Offline semantic numeric lexicon - deterministic word-to-code mapping
Project description
Oyemi
Offline Semantic Numeric Lexicon
Oyemi is a deterministic, high-performance semantic encoding library. It maps words to numeric codes that capture semantic meaning, enabling fast similarity calculations and synonym discovery without neural networks.
Key Features
- Zero Runtime Dependencies - No WordNet, NLTK, or ML models needed at runtime
- Deterministic Codes - Same word always produces same codes
- Fast Lookups - SQLite with memory mapping (~0.01ms per lookup)
- TRUE Synonym Finder - Find synonyms using WordNet synset matching
- Semantic Distance - Calculate word similarity using codes
- Sentiment/Valence - Built-in positive/negative classification (SentiWordNet)
- Lemma Fallback - Automatically handles word variations (running -> run)

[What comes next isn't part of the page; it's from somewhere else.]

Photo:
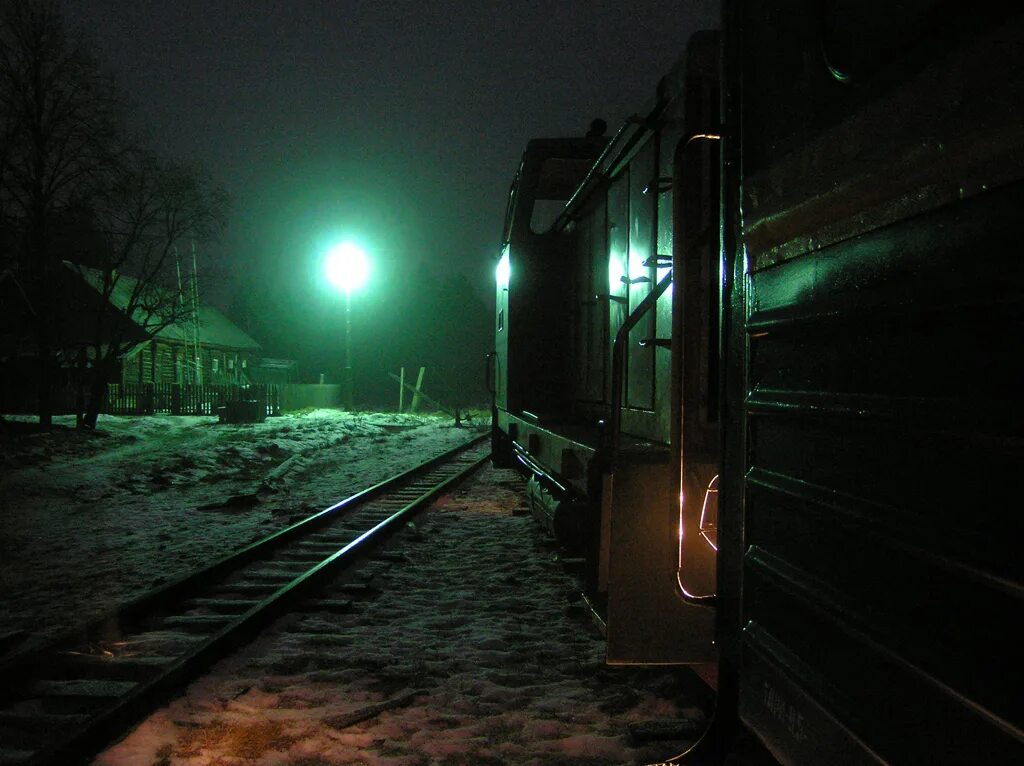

- Polysemy Support - Multiple codes for words with multiple meanings
Installation
pip install oyemi
Quick Start
from Oyemi import encode, semantic_similarity, find_synonyms, Encoder
# Simple encoding
codes = encode("happy")
# ['0122-00042-3-2-1']
# Check similarity
sim = semantic_similarity("happy", "joyful")
# 0.85
# Find TRUE synonyms
synonyms = find_synonyms("fear")
# ['awe', 'dread', 'fright', 'concern']
# Full encoder with parsed codes
enc = Encoder()
parsed = enc.encode_parsed("worried")
for code in parsed:
print(f"{code.raw}: {code.pos_name}, {code.valence_name}")
# 3999-04518-3-1-2: adjective, negative
Code Format
Codes follow the format: HHHH-LLLLL-P-A-V
| Component | Meaning | Values |
|---|---|---|
| HHHH | Semantic superclass | 0001-9999 (100+ categories) |
| LLLLL | Synset ID | 00001-99999 |
| P | Part of speech | 1=noun, 2=verb, 3=adj, 4=adv |
| A | Abstractness | 0=concrete, 1=mixed, 2=abstract |
| V | Valence | 0=neutral, 1=positive, 2=negative |
Superclass Categories
Oyemi includes 100+ semantic categories for precise classification:
| Range | Domain | Examples |
|---|---|---|
| 0100-0199 | Emotions | fear, joy, anger, sadness |
| 0200-0299 | Work/Business | job, salary, manager, career |
| 0300-0399 | Communication | speak, write, message |
| 0400-0499 | Cognition | think, know, believe |
| 0500-0599 | Social | family, friend, group |
| 1000-1999 | Physical/Concrete | object, place, body |
| 2000-2999 | Actions | move, create, change |
| 3000-3999 | Properties | size, color, quality |
API Reference
Encoding
from Oyemi import encode, Encoder
# Simple function
codes = encode("word") # Returns List[str]
# Full encoder
enc = Encoder()
codes = enc.encode("word") # List[str]
parsed = enc.encode_parsed("word") # List[SemanticCode]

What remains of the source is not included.